Today the Court of Appeal in Kostal UK Ltd v Dunkley and Others held that trade unions with collective bargaining rights cannot prevent employers approaching staff directly to try to agree temporary changes to their terms of employment where negotiations have broken down.
In 2015, Kostal entered into a recognition agreement with Unite. The company agreed that it would consult and try and seek agreement with the union before making any changes to the terms and conditions of its staff.
In October the same year, the company entered into formal pay negotiations with Unite and on 24 November offered to increase wages and pay a valuable Christmas bonus in exchange for making changes to sick pay for new starters, reducing Sunday overtime rates and consolidating two 15 minute breaks into a single 30 minute break. Kostal made it clear that the staff would not receive the bonus unless agreement could be reached before Christmas (this was in line with the policy of its parent company).
The union balloted its members who voted overwhelmingly to reject the offer.
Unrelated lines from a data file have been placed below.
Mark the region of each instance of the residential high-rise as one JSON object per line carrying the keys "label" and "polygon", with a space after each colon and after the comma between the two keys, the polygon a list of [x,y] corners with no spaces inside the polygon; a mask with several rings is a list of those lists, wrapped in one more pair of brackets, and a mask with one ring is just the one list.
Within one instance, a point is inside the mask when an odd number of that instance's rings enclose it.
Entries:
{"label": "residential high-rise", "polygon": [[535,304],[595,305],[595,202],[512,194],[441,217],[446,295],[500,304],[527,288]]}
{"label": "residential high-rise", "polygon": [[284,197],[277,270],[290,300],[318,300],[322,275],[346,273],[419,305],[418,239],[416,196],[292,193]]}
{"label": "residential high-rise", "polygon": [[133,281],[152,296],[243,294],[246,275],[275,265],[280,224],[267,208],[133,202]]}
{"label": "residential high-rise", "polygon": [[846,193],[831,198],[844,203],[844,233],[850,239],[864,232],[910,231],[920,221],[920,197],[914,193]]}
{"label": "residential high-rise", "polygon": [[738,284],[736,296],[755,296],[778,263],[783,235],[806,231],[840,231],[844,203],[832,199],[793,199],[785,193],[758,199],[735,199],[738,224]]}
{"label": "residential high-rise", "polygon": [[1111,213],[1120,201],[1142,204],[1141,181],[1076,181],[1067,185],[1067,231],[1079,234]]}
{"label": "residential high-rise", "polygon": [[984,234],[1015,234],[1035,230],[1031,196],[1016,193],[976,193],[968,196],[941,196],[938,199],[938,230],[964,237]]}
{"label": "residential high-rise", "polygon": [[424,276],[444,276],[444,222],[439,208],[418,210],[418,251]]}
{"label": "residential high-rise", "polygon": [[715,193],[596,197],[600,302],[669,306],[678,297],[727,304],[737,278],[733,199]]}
In response, Kostal told the union it would write to its staff and ask them individually to agree to its proposals because otherwise it would run out of time to pay the bonus. It wrote directly to each employee and asked them to agree to the new terms and conditions by 18 December. Ninety one percent of the workforce accepted the new terms.
In January, it wrote to those who had not agreed to explain why it needed to make changes and to inform them that they might lose their jobs if they didn't accept the new terms.
Unite argued that Kostal had attempted to induce its staff to opt out of collective bargaining. Under section 145B of the Trade Union and Labour Relations (Consolidation) Act 1992 employers are prohibited from making offers to employees with the sole or main purpose of undermining collective bargaining.
Both the employment tribunal and EAT agreed that Kostal had offered employees unlawful inducements and awarded each of the 55 union union members fixed awards of £3,800 per breach. Both letters were treated as inducements so two separate awards were made to those employees who had received two letters.
This amounted to over £400K and Kostal appealed, arguing that it had never intended to induce its employees to opt out of collective bargaining - demonstrated by the fact that it continued to negotiate with the union and did reach an agreement on pay in November 2016.
Decision of Court of Appeal
The Court of Appeal agreed that Kostal had written to its staff to circumvent collective bargaining. But, it had not acted unlawfully because the changes were only temporary and "the members of the union were not being asked to relinquish ... their right to be represented by their union in the collective bargaining process". All that had happened was that Kostal had gone directly to the workforce and asked them whether they would agree to a particular term. Kostal was not anti union and had gone straight back to the negotiating table with Unite.
That got Kostal off the hook - although Unite have said it is applying to appeal to the Supreme Court, so this might not be the end of the story.
The court distinguished between the circumstances of this case and two scenarios which would be unlawful.
- Where a union is seeking recognition and the employer makes a offer to its staff with the 'sole or main purpose' of avoiding their terms being determined by collective agreement.
- Where the employer already recognises the union, but makes an offer to its staff with the 'sole or main purpose' that the terms of their employment won't continue to determined by collective agreement (in other words the arrangement would be permanent).
Our expert, Kirsty Ayre says this decision will come as a relief to all large unionised employers who can now, potentially, communicate directly with their staff where collective bargaining has reached an impasse - provided they are not attempting to undermine the entire process.
Many employers have become very risk adverse and have agreed to union demands rather than face the possibility of having their decisions scrutinised by employment tribunals - not least because of the huge penalties involved if they get it wrong. Awards are fixed and tribunals can't reduce them like they can in other claims - even if they have sympathy with the employer.
However, whilst this decision is encouraging, there are still questions that will arise in other cases that are more difficult to answer. For example, what happens if pay negotiations break down for a second or third time? Can the employer still write to its staff directly without risk if the changes are temporary rather than permanent? Until we know the answers to these questions, many employers may prefer to err on the side of caution before writing to staff more than once.